Project Number 7. Computer-based Handwriting

Before my retirement, I was engaged on research into methods of "automatic" recognition of handwritten documents. Since my retirement, I have been distracted from this by various historical researches, but some of my papers remain on my personal web page and there is scope for several M.Sc projects in this area.

My method of handwriting-recognition requires the generation of word-images in a particular alphabet and handwriting; the splitting of a document into a string of individual word-images; and the comparison of the generated images with those extracted from the document in order to identify words of phrases from the document.
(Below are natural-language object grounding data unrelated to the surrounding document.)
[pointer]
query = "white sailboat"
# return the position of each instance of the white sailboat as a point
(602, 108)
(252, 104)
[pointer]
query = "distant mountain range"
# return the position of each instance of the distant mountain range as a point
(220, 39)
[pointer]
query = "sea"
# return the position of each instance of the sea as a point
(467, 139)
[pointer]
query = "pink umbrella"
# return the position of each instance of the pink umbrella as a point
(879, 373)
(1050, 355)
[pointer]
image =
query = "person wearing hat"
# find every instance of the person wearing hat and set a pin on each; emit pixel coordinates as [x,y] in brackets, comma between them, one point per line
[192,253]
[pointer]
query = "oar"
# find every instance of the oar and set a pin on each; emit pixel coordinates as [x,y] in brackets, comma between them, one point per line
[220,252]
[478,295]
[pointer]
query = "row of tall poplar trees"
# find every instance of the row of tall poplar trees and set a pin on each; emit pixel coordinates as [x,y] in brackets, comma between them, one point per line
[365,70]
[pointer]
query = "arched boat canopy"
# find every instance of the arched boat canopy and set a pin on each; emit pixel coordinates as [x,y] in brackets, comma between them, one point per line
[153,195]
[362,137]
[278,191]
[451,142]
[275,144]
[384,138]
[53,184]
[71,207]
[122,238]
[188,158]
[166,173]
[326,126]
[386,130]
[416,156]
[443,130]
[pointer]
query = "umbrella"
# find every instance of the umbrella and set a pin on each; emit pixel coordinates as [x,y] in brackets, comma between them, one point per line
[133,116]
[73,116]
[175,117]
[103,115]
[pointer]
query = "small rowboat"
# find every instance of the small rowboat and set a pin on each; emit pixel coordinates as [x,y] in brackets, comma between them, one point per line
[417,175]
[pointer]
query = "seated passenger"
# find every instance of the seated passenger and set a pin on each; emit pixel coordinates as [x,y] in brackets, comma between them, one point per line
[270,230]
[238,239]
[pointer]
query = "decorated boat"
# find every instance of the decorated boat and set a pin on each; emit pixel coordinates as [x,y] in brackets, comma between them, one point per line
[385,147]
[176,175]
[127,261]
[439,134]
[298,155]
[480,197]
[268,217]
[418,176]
One obvious project would be to write the software to generate the word images. This may use any one of the hands used in England over the centuries, or may use some other alphabet such as Greek, Russian, Linear B, Egyptian Hieroglyphs or any other ancient or modern alphabet. To build up the word-images, it is necessary for each key on the keyboard to correspond to the image of a character and, as the word (or string of characters) is typed in, so the image is built up on the screen. For a cursive script, it is also necessary to include a method of joining up the letters to form a word.

Another project would provide the pre-processing neccessary to split a large image of a whole page of the document into a string of word-images. The document would need to be split into lines of text and then the lines split into individual words. If time, this could also include separating the descenders from one line and the ascenders from the line below and replacing any gaps in the lines. There may also be a need to straighten crooked lines within the text. This is a project which can be extended as time permits.

A more specialised project would be to analyse an image of a page of a nineteenth century census return where vertical and horizontal ines separate the various fields. These lines may be used to identify text-images of the different fields and use different techniques to interpret them. For example the field containing the age must be numeric but may contain some letters (e.g. an age given as "6 months").

These are some of the topics available in this area for a good student who wants a more challenging project. There is also scope for some straightforward projects which would be less risky given the limited time for M.Sc projects.